Included are also two simple proofs of concept (POC). Both proofs of concept illustrate how to run the code on a network stored as adjacency matrix or adjacency list, with the second POC including an external call to the freely available Graphviz software (www.graphviz.org), which, if installed on your computer, produces a visualization of the networks with the communities separated by distance and distinguished by colour, for increased ease of understanding, using a tuned force-driven spring model.

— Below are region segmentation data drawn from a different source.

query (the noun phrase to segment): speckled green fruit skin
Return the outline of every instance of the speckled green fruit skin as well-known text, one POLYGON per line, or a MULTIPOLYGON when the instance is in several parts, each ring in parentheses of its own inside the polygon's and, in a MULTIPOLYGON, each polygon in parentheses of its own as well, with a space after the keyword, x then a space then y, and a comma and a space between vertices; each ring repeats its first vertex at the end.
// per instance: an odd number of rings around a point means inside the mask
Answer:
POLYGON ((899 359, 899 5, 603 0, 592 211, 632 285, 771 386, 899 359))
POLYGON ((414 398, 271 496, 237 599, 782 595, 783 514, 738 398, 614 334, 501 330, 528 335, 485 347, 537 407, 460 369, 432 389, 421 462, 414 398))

To compile the POCs, use the commands

`gcc -lm -o poc poc.c ComDet.c
gcc -lm -o poc2 poc2.c ComDet.c
`

For questions, requests or notifications, please write to C dot I dot del-Genio at warwick dot ac dot uk.

## References

[1] Treviño III, Nyberg, Del Genio and Bassler, J. Stat. Mech. - Theory E. (2015) P02003

## Release information

Current version

** 6.3**: Bug fixed: in networks with a very sparse largest component and a smaller, very dense component of similar size, the code could underestimate the memory needed.

**6.2**: Initial release.

## License and Copyright

Copyright 2012-2014 Charo I. Del Genio

Licensed under the Apache License, Version 2.0 (the "License"); you may not use this file except in compliance with the License. You may obtain a copy of the License at http://www.apache.org/licenses/LICENSE-2.0 Unless required by applicable law or agreed to in writing, software distributed under the License is distributed on an "AS IS" BASIS, WITHOUT WARRANTIES OR CONDITIONS OF ANY KIND, either express or implied. See the License for the specific language governing permissions and limitations under the License.